Free is core with guard rails and shortcuts. Core is free without them. The underlying OS is identical.
Comparison
| Feature | kldload-core | kldload-free |
|---|---|---|
| ZFS on root | Yes | Yes |
| ZFSBootMenu | Yes | Yes |
| Boot environments | Yes (manual) | Yes (manual + kbe) |
| Snapshots | Yes (manual zfs snapshot) |
Yes (manual + ksnap + automatic via sanoid) |
| Package management | Native (apt/dnf) |
Native + optional kpkg wrapper |
| Upgrades | Native (apt dist-upgrade/dnf upgrade) |
Native + optional kupgrade with auto-snapshot |
| Offline install | Internet required for packages | Complete offline mirrors baked in |
| Web UI | No | Yes (port 8080) |
| Export to images | Manual (qemu-img) |
kexport qcow2/vhd/vmdk/ova/raw |
| Disaster recovery | Manual (zpool import, chroot) |
krecovery guided tool |
| WireGuard | Install it yourself | Pre-installed |
| eBPF tools | Install them yourself | Pre-installed (Debian) |
| Desktop customizations | Stock GNOME | Tuned GNOME (dark theme, no screensaver, Firefox to web UI) |
| ISO size | ~1.5 GB (estimated) | ~4–5 GB (includes darksites) |
| Target audience | Experienced ZFS users | Everyone |
Building each edition
# kldload-free (current default)
EDITION=free PROFILE=desktop ./deploy.sh build
# kldload-core (planned)
EDITION=core PROFILE=server ./deploy.sh build
The EDITION variable controls which components are
included in the ISO. Core skips the k* tools, web UI,
darksites, sanoid, and desktop customizations. The build pipeline,
container infrastructure, and ZFS/bootloader setup are shared.
Upgrading from core to free
If you start with core and later want the k* tools:
# Clone the kldload repo
git clone https://github.com/kldload/kldload.git /opt/kldload
# Copy the tools
cp /opt/kldload/live-build/config/includes.chroot/usr/local/bin/k* /usr/local/bin/
cp -r /opt/kldload/live-build/config/includes.chroot/usr/lib/kldload-installer /usr/lib/
for tool in kbe krecovery kupgrade; do
ln -sf /usr/lib/kldload-installer/backend/bin/$tool /usr/local/bin/$tool
done
chmod +x /usr/local/bin/k*
# Install sanoid for automatic snapshots
curl -sL https://github.com/jimsalterjrs/sanoid/archive/refs/tags/v2.2.0.tar.gz | tar xz -C /tmp
cp /tmp/sanoid-2.2.0/{sanoid,syncoid,findoid} /usr/local/sbin/
chmod +x /usr/local/sbin/{sanoid,syncoid,findoid}
Or just rebuild with EDITION=free next time.
Philosophy
The core edition exists because the hardest part of running ZFS on Linux has always been the initial setup — partitioning, DKMS builds, initramfs, bootloader. That’s a 2-hour manual process with many opportunities to brick the install. kldload-core automates that one-time pain and then gets out of the way.
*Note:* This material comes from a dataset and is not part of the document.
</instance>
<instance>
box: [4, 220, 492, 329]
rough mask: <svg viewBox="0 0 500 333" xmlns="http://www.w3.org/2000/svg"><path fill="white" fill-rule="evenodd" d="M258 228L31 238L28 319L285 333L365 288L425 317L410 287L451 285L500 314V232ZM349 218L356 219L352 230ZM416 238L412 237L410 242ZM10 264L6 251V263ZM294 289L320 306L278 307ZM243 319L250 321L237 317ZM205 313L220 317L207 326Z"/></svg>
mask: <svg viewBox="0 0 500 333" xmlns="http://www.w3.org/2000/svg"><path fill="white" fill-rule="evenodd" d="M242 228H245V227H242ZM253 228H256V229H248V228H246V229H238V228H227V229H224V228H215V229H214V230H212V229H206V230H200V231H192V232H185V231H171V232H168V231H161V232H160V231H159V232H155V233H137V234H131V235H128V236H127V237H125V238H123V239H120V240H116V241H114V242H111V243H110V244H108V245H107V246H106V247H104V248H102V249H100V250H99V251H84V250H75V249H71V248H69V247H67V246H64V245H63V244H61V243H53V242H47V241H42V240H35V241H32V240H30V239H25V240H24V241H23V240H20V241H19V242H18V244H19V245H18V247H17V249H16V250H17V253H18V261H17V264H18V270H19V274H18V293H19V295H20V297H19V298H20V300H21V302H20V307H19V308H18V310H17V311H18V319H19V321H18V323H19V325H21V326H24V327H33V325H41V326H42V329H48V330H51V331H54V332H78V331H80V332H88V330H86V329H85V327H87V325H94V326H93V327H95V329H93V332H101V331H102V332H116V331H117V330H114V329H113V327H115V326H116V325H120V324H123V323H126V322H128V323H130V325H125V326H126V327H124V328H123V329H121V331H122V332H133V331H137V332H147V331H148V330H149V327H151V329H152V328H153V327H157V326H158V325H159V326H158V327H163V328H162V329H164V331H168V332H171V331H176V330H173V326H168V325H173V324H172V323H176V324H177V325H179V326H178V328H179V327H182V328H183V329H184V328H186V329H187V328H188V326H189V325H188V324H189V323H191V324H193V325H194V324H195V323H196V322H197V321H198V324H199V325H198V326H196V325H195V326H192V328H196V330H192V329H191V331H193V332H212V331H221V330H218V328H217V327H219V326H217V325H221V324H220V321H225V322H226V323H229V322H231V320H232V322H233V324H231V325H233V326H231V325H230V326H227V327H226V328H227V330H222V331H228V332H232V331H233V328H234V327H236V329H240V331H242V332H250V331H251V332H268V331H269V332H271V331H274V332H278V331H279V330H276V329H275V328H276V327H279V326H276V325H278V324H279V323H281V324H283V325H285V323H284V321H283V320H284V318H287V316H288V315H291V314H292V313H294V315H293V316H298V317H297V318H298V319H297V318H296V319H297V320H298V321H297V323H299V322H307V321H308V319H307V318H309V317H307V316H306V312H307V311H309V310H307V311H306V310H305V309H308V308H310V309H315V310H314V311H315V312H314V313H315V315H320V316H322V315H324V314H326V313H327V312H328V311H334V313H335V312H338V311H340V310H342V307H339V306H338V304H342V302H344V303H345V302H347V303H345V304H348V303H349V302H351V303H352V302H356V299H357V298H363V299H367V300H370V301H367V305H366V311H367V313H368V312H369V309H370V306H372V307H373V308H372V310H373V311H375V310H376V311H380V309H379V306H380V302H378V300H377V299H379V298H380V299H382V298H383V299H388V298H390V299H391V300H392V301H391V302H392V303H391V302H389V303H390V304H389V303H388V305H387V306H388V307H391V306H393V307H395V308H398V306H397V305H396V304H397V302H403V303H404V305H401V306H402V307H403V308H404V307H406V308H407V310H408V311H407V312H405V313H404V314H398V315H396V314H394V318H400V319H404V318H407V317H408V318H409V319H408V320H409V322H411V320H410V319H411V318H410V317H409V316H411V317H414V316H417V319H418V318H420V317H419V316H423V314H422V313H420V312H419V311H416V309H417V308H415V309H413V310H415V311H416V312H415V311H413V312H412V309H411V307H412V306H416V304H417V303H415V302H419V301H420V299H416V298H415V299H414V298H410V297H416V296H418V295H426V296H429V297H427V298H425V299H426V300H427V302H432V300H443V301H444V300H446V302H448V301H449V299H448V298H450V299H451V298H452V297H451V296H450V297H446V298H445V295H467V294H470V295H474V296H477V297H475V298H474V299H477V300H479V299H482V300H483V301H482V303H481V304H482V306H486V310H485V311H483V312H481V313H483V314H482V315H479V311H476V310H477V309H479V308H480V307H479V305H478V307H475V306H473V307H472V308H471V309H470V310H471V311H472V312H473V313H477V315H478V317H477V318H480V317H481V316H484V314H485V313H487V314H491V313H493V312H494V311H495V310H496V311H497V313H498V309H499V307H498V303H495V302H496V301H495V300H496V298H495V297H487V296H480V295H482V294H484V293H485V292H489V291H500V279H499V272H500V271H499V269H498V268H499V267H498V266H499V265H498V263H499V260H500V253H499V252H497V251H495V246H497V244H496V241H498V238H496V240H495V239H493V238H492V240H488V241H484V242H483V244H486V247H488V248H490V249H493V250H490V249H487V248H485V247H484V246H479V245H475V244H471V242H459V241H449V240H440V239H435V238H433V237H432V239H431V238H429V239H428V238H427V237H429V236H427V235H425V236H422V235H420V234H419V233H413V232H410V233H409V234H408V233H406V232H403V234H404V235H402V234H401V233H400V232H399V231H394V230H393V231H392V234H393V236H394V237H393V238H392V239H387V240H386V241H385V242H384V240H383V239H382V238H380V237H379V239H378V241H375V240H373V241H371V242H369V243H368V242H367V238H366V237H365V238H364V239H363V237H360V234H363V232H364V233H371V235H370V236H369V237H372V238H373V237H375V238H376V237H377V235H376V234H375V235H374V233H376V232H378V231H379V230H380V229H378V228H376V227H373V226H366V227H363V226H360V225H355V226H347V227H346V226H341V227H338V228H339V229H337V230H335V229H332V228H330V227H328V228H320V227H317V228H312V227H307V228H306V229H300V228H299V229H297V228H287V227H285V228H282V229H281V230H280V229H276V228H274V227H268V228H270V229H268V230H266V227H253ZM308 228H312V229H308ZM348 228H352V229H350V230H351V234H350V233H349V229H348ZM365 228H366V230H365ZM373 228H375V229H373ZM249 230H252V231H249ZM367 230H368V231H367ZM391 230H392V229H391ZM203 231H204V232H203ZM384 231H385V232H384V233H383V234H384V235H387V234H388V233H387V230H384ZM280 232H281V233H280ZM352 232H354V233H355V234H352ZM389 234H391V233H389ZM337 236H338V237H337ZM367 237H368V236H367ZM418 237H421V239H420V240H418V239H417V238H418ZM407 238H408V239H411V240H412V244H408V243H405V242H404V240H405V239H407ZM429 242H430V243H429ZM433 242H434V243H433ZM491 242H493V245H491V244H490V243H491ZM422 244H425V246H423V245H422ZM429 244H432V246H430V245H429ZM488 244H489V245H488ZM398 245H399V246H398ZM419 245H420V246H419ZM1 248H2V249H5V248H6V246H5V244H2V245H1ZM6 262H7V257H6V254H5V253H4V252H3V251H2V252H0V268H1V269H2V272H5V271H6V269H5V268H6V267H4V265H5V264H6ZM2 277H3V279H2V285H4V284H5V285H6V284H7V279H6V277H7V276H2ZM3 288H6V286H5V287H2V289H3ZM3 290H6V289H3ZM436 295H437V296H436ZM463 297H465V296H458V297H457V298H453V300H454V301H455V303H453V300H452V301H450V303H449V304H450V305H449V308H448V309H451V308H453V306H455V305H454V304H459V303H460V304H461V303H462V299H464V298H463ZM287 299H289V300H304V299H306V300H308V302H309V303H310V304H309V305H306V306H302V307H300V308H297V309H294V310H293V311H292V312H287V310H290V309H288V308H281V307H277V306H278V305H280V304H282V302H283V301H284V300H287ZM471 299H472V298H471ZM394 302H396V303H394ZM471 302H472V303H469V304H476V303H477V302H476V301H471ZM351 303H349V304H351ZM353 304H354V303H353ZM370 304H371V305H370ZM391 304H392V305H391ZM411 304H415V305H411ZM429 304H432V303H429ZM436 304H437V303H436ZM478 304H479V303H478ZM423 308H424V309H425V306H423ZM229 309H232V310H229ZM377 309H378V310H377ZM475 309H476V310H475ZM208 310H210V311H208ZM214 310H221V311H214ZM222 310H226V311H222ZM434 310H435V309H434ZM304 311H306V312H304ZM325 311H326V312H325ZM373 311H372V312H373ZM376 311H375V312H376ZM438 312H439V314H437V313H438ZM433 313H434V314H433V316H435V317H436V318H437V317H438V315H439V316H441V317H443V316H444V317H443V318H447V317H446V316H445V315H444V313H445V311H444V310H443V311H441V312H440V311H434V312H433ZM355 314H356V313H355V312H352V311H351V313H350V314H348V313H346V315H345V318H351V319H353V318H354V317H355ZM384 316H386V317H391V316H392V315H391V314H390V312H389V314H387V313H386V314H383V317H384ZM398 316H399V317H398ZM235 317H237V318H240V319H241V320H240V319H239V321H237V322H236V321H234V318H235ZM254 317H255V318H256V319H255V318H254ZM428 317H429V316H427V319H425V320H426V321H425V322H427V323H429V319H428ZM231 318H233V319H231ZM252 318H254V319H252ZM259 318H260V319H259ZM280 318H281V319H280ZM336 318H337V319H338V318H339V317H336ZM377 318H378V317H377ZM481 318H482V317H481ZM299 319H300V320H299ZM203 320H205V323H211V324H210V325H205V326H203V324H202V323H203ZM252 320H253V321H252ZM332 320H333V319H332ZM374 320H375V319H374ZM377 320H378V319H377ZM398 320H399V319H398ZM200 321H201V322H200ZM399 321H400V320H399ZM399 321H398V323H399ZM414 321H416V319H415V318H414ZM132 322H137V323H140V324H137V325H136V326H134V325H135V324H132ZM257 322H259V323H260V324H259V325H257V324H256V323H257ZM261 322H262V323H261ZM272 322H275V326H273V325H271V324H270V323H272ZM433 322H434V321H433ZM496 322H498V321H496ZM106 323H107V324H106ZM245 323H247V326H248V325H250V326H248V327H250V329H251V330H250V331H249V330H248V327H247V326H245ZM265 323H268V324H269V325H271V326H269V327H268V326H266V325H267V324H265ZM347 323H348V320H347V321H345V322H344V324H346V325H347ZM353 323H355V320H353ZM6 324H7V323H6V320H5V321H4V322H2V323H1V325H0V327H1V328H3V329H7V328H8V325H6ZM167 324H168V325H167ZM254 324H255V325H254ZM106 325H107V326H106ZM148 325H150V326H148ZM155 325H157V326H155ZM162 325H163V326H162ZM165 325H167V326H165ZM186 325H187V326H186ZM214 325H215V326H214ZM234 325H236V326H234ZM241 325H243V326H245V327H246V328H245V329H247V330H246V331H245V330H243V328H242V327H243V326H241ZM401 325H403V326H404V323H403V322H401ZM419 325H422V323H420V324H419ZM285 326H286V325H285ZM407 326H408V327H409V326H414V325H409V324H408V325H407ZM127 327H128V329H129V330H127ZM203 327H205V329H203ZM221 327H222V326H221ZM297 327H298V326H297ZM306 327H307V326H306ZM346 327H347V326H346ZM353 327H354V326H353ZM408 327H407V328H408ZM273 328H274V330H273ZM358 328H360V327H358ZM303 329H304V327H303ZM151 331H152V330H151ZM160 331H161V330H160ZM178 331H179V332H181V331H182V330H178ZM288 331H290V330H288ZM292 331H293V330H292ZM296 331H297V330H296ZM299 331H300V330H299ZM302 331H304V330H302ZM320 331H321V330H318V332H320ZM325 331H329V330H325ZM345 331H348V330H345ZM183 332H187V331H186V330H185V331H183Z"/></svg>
The free edition exists because most people don’t just want ZFS on
root — they want the benefits of ZFS (snapshots, boot environments,
compression, cloning) without having to learn the zfs and
zpool command syntax. The k* tools make those
benefits accessible to people who’ve never touched ZFS before, while
leaving the native tools untouched for people who have.
Both editions produce the same underlying OS. The difference is how much hand-holding ships on the ISO.